Well one of the axes stays aligned in A
(first one) and B
(last one) and stays in output as well (last one) and is a very small looping number of 4
. So, we could simply loop over that one with with np.tensordot
for a tensor sum-reduction. The benefit of 4x
lesser memory congestion when working with such large datasets might overcome the 4x looping because the compute per iteration is also 4x
lesser.
Thus, a solution with tensordot
would be -
def func1(A, B):
out = np.empty(A.shape[1:3] + B.shape[1:])
for i in range(len(A)):
out[...,i] = np.tensordot(A[i], B[...,i],axes=(-1,0))
return out
Timings -
In [70]: A = np.random.rand(4,50,60,200) # Random NDarray
...: B = np.random.rand(200,1000,4) # Random NDarray
...: out = np.einsum('ijkl,lui->jkui', A, B, optimize="optimal")
# Einsum solution without optimize
In [71]: %timeit np.einsum('ijkl,lui->jkui', A, B)
2.89 s ± 109 ms per loop (mean ± std. dev. of 7 runs, 1 loop each)
# Einsum solution with optimize
In [72]: %timeit np.einsum('ijkl,lui->jkui', A, B, optimize="optimal")
2.79 s ± 9.31 ms per loop (mean ± std. dev. of 7 runs, 1 loop each)
# @Paul Panzer's soln
In [74]: %timeit np.stack([np.tensordot(a,b,1) for a,b in zip(A,B.transpose(2,0,1))],-1)
183 ms ± 6.08 ms per loop (mean ± std. dev. of 7 runs, 10 loops each)
In [73]: %timeit func1(A,B)
158 ms ± 3.35 ms per loop (mean ± std. dev. of 7 runs, 10 loops each)

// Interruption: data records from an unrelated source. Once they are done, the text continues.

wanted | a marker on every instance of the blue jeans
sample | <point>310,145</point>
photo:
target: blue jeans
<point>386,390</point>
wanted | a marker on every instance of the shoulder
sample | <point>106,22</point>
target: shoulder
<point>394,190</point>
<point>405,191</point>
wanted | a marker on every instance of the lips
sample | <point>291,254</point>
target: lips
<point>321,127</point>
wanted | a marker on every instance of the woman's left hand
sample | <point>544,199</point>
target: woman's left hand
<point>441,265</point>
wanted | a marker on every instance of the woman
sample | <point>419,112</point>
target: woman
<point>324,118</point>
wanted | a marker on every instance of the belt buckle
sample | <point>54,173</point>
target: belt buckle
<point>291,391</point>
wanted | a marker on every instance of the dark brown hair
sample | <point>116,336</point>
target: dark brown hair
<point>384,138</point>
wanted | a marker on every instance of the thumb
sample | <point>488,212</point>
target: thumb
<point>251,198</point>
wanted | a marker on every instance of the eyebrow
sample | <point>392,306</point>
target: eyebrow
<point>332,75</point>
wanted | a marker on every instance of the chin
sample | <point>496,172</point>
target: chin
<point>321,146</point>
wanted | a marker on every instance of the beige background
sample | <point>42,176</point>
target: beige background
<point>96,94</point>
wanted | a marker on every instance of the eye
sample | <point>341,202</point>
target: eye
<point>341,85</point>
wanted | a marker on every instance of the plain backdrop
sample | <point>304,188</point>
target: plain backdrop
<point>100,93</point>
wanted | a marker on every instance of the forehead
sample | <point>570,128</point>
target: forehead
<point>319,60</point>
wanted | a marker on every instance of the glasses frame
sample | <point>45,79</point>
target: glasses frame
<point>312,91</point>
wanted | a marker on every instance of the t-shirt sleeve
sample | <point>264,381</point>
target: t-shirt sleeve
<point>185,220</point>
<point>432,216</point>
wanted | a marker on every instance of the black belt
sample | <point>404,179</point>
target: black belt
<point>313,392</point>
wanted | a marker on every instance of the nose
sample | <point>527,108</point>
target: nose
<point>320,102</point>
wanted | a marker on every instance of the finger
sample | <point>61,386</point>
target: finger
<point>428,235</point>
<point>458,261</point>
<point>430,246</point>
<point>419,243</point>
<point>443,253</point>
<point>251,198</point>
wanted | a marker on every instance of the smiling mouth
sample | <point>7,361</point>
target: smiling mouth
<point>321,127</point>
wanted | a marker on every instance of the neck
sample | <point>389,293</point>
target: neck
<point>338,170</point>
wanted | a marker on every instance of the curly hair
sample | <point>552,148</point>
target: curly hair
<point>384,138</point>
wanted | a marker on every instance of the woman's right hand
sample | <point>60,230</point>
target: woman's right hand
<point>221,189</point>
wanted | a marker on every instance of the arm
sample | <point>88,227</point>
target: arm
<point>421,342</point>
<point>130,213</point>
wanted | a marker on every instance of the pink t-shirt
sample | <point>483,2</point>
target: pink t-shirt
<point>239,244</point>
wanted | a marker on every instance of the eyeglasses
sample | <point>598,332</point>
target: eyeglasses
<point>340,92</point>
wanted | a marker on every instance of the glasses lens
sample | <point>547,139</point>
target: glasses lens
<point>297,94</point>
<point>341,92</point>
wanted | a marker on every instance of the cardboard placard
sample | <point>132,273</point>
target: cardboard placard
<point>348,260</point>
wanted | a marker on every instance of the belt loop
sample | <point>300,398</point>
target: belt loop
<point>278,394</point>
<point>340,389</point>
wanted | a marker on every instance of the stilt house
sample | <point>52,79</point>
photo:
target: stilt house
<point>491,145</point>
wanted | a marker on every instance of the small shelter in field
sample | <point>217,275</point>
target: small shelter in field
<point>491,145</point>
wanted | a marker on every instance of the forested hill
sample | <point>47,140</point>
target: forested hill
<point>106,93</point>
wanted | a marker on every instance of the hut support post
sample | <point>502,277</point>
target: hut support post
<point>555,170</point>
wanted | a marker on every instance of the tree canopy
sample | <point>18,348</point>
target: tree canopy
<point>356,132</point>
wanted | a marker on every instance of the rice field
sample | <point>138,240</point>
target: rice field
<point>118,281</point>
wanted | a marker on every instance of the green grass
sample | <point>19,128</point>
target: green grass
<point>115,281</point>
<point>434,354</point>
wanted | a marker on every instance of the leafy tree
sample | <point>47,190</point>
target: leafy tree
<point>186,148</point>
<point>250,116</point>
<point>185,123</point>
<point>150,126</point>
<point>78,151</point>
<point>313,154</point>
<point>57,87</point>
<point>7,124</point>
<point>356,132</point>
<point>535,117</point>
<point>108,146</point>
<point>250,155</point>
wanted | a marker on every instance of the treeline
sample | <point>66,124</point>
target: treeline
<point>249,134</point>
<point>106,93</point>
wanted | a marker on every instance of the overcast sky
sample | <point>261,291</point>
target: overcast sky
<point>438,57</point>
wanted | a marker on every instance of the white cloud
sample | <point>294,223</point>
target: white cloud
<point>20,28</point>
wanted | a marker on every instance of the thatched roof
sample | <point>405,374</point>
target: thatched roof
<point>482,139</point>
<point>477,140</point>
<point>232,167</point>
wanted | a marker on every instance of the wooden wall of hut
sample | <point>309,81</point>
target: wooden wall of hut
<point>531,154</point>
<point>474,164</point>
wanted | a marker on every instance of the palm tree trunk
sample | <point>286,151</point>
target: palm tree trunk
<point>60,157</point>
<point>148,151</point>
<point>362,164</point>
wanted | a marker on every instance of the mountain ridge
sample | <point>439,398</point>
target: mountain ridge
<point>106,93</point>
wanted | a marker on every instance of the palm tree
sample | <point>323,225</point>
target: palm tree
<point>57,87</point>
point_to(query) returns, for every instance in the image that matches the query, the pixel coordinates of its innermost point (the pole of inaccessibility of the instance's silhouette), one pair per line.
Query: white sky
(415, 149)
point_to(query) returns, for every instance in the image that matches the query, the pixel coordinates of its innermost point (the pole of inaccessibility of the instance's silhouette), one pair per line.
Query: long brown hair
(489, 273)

Just to re-iterate the importance of memory-congestion and compute requirement, let's say we want to sum-reduce the last axis of length 4
as well, then we will see a noticeable difference in timings for optimal
version -
In [78]: %timeit np.einsum('ijkl,lui->jkui', A, B, optimize="optimal")
2.76 s ± 9.36 ms per loop (mean ± std. dev. of 7 runs, 1 loop each)
In [79]: %timeit np.einsum('ijkl,lui->jku', A, B, optimize="optimal")
93.8 ms ± 3.3 ms per loop (mean ± std. dev. of 7 runs, 10 loops each)
So, in that case, it would be better to go with einsum
.
Specific to given problem
Given that dimensions of A
and B
stay the same, the array-initialization with out = np.empty(A.shape[1:3] + B.shape[1:])
could be done as a one-time affair and loop through each call of the log-likelihood function with the proposed looping over to use tensordot
and update output out
.